The VC-Turbo engine is likely to get a lot of folks interested in the new QX50 but there are other features that will have them taking an even closer look. Among other things, the Audi Q5 rival is one of the first Nissan/Infiniti models – along with the second-gen Leaf battery-electric vehicle – to get the new ProPilot technology.

Nissan is playing it safe and not billing ProPilot as truly hands-free, but it comes close, a driver just needing to lightly rest a few fingers on the wheel. Then, ProPilot will largely take over accelerating, braking and steering duties on well-marked road.

(Click Here for a review of the all-new Infiniti Q50 sedan.)

Long-time Infiniti fans may remember the QX50 originally appeared under the EX nameplate in 2007. It hasn’t had a real update since 2014 and is thus getting a major makeover for 2019.

“As with all Infinitis,” global design boss Alfonso Albaisa hinted earlier this month, “we have been inspired by our desire to drive, expressed with power and artistry. With this all-new model, inspiration comes from striking the perfect balance between lust and logic. At a glance, seamless and sculptural, getting closer to the car reveals an ingenious blend of proportion and space.”

The 2019 Infiniti QX50 gets the latest iteration of the brand’s rectangular grille, here framed with cats-eye headlamps that flow deep into the front fenders. The design isn’t just more modern, it also is about 6% more aerodynamic, Infiniti claims, which should help deliver another boost to fuel efficiency.

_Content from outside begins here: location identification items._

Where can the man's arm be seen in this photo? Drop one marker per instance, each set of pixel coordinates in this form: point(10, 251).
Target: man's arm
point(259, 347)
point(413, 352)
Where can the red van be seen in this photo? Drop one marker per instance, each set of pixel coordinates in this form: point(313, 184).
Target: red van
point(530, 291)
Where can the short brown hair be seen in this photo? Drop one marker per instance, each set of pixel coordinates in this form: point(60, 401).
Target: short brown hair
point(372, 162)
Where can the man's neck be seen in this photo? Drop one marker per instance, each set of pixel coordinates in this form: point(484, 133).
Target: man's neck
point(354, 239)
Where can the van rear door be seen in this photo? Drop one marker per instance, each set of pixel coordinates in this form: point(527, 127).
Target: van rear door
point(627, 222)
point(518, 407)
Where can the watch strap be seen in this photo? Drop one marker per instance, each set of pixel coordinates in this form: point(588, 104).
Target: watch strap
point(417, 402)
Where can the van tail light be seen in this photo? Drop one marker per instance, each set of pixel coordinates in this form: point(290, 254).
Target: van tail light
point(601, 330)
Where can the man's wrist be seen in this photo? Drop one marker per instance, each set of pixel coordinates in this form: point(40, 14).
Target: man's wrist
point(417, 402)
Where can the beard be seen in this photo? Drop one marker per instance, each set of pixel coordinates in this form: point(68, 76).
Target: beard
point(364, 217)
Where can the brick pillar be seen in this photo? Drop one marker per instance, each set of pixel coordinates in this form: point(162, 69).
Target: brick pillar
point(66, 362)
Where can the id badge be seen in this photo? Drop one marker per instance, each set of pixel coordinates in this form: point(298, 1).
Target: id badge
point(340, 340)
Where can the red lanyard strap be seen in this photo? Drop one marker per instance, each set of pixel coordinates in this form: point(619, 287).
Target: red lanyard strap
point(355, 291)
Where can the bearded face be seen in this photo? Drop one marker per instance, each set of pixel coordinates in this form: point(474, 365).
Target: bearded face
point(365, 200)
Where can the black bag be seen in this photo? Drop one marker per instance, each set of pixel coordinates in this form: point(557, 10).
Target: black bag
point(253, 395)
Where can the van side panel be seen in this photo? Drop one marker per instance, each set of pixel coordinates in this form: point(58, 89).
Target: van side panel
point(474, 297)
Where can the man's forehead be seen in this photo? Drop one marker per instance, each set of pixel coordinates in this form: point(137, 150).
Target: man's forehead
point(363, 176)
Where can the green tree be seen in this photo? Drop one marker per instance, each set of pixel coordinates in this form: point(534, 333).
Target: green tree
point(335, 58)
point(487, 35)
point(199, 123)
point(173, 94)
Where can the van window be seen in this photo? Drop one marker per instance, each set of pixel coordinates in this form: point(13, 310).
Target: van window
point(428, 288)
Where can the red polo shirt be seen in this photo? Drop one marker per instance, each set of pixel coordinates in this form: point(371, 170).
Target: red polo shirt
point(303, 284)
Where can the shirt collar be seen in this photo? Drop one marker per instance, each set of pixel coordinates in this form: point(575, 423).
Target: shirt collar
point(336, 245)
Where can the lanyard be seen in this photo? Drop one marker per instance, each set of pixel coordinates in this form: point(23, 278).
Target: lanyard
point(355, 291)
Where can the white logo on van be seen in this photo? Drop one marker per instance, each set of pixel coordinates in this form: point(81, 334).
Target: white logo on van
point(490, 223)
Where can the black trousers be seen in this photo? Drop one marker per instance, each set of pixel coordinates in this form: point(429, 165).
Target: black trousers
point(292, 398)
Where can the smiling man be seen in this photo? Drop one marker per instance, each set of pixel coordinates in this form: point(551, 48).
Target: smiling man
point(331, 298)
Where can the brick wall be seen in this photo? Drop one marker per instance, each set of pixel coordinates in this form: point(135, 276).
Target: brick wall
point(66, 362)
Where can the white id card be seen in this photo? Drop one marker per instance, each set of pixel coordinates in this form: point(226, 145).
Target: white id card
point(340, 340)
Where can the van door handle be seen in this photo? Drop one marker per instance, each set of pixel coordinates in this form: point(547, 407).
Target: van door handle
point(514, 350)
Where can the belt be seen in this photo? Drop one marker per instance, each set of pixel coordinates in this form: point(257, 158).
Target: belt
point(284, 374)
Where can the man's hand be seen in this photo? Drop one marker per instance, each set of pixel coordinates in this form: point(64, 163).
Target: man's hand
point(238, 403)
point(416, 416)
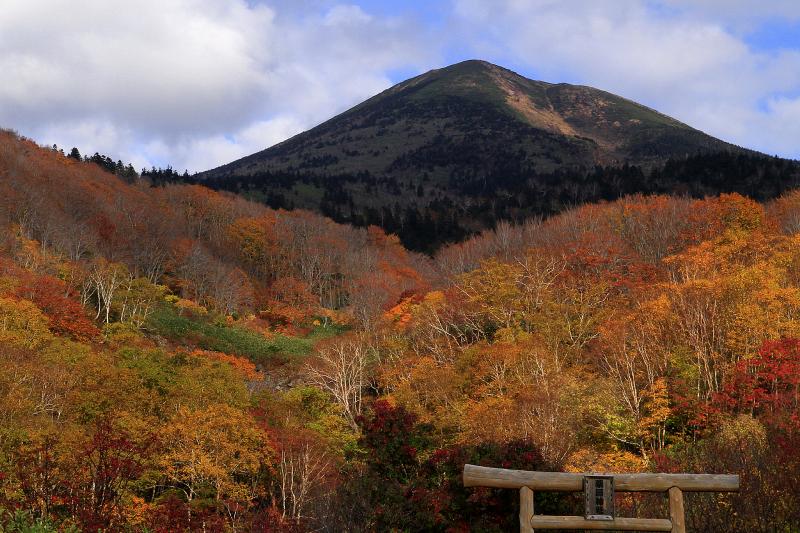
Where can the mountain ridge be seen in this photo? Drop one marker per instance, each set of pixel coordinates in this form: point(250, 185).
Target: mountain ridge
point(451, 151)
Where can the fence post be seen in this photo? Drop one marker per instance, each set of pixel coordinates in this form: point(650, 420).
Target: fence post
point(676, 514)
point(525, 510)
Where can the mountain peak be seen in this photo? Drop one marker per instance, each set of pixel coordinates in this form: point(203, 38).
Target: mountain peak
point(464, 139)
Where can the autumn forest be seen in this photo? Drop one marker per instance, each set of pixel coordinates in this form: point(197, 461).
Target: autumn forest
point(174, 358)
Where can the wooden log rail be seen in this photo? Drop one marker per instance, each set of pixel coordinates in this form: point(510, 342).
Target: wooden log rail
point(527, 482)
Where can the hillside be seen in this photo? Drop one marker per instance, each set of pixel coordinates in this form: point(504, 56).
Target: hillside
point(454, 150)
point(175, 359)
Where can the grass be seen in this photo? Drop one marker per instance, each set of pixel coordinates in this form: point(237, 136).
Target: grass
point(208, 334)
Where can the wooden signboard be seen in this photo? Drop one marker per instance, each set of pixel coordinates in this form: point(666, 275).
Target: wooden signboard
point(599, 491)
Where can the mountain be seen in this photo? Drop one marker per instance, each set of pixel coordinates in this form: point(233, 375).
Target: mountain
point(453, 150)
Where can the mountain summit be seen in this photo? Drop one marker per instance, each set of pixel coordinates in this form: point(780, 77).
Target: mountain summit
point(455, 149)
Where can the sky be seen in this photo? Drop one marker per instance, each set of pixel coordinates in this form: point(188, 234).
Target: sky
point(199, 83)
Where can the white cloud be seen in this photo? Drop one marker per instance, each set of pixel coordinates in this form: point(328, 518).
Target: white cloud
point(188, 82)
point(675, 56)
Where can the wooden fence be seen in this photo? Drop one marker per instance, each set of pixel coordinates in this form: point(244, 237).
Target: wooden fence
point(527, 482)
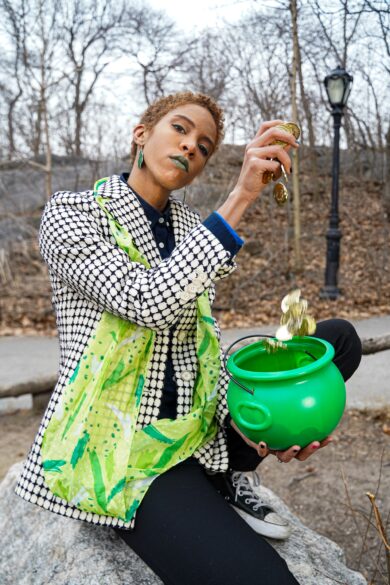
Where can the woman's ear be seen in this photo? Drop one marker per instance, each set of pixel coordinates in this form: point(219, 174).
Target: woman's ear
point(140, 134)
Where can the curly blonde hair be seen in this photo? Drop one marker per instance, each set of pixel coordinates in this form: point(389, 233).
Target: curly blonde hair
point(160, 107)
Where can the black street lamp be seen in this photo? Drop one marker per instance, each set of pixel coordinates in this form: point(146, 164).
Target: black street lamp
point(338, 85)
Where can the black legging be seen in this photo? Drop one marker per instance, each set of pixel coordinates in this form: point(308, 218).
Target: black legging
point(189, 534)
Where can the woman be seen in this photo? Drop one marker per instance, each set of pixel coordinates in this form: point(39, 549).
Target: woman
point(128, 251)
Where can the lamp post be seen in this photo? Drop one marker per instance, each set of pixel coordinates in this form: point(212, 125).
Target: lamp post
point(338, 86)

Infiniti has so far released only one image but hints that the interior makeover is an “artistic application of high quality materials and advanced craftsmanship.” Among other things, the back bench slides to offer a choice of more legroom or more cargo space.

(Infiniti goes forward into the past with retro-futuristic Prototype 9. Click Here to check it out.)

Expect to hear more about the 2019 Infiniti QX50 and, in particular, the VC-Turbo engine later this week.